Araştırmacılar müzik terapisinin Parkinson hastalığı ve diğer hareket bozukluklularında da kullanılabilirliğini incelemiş. Diğer terapilerle kıyaslandığında nörolojik müzik terapisinin Parkinson hastalarında yürümeyi iyileştirdiği; geçici, istemsiz hareket edememe halini azalttığı rapor edilmiş.
Müzik terapisinin travmatik beyin hasarı geçirmiş bireylerde bilişsel sorunları tedavi edip edemeyeceği konusunda da çalışılmış. Bu tedavide müzik terapisi, beynin hasar görmüş olabilecek planlama, karar verme, problem çözme durumlarından sorumlu alanlarını uyarmaya odaklanmış. Araştırmalar kapsamında çalışmaların travmatik beyin hasarı olan hastalarda konsantrasyonu ve dikkati geliştirdiğini ve bu durumun hastaları, duygu durum ile kaygı bozuklukları, anksiyete ve depresyon açısından da iyileşmeye götürdüğü belirlenmiş.

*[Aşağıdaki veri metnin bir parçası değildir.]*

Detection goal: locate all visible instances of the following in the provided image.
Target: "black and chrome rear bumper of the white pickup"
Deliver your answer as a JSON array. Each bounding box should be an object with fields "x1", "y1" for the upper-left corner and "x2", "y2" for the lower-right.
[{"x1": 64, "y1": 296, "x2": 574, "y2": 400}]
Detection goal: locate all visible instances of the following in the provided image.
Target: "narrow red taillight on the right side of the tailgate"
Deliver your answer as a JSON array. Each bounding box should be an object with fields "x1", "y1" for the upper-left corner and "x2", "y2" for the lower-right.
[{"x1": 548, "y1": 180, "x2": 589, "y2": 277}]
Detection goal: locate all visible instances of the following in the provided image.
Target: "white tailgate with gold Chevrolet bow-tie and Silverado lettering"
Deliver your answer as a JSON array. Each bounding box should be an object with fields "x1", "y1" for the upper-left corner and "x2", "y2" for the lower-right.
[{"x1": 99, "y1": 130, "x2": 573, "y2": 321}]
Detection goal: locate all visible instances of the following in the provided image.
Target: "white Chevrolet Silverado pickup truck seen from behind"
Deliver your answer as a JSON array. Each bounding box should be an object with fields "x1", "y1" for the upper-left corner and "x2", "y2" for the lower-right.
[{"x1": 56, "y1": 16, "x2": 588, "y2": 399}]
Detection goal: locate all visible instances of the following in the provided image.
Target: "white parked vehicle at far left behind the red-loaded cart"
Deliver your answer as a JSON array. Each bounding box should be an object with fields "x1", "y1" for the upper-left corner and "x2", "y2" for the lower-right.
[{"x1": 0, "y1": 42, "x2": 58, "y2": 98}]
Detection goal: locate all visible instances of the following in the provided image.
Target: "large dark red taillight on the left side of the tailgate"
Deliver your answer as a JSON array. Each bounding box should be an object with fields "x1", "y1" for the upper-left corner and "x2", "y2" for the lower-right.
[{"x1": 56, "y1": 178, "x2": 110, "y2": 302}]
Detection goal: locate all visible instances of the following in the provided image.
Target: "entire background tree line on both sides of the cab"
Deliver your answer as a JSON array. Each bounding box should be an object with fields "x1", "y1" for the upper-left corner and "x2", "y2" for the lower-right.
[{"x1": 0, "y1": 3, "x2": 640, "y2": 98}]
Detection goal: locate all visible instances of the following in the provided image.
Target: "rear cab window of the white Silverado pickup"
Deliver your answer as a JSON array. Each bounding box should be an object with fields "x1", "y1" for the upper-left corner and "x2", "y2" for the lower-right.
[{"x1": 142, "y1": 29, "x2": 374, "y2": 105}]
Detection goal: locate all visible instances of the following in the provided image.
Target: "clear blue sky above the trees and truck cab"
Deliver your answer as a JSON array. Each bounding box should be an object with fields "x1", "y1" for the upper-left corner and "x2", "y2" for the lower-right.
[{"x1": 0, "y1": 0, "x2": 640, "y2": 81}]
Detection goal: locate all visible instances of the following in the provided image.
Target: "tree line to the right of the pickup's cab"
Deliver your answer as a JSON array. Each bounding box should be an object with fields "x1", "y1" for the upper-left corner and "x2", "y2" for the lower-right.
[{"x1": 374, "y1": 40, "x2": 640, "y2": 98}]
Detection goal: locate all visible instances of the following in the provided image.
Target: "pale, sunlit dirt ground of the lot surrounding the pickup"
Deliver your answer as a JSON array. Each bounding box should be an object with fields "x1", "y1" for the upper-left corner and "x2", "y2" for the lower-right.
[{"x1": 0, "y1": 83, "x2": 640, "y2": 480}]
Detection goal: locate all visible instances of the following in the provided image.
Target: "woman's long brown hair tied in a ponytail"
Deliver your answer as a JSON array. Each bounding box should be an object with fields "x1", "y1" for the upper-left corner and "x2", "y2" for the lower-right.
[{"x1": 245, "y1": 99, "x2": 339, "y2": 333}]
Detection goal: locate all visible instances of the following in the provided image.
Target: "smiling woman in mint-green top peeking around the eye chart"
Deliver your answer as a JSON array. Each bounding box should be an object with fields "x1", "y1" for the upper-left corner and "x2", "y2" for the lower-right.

Yıllar içinde elde edilen bulgulara göre müziğin genel olarak insanlara sağladığı faydalar da oldukça önemli. Bunlar şöyle sıralanabilir:
- Müzik dinlerken merkezi sinir sistemi ve beyin kabuğunda yer alan düşünme, öğrenme, konuşma, beden-kontrolü ile ilgili merkezler uyarılıp gelişiyor.
- Müzik dinlemek kişide estetik duygusunu geliştiriyor; kişiyi dinlendiriyor, canlandırıyor, sakinleştiriyor ve kişinin hayal dünyasını zenginleştiriyor.
- Dinlenen müziğin tarzına bağlı olarak, stres hormonları azalabiliyor.
- Müzik, depresyondaki kişilerde beyni rahatlatıcı bir etki sağlıyor.
Sokrates’ın da söylediği gibi “Müzik ruhun gıdasıdır”. Görülüyor ki ruhun iyiliği, bedenin iyiliğiyle de doğrudan ilişkili. Müziğin olmadığı bir dünyanın duyguları eksik, ritmi yavan olur kuşkusuz. Her bir notasının şifa verdiği şarkıların dünyayı iyileştirmesi dileğiyle! 21 Haziran Dünya Müzik Günü kutlu olsun!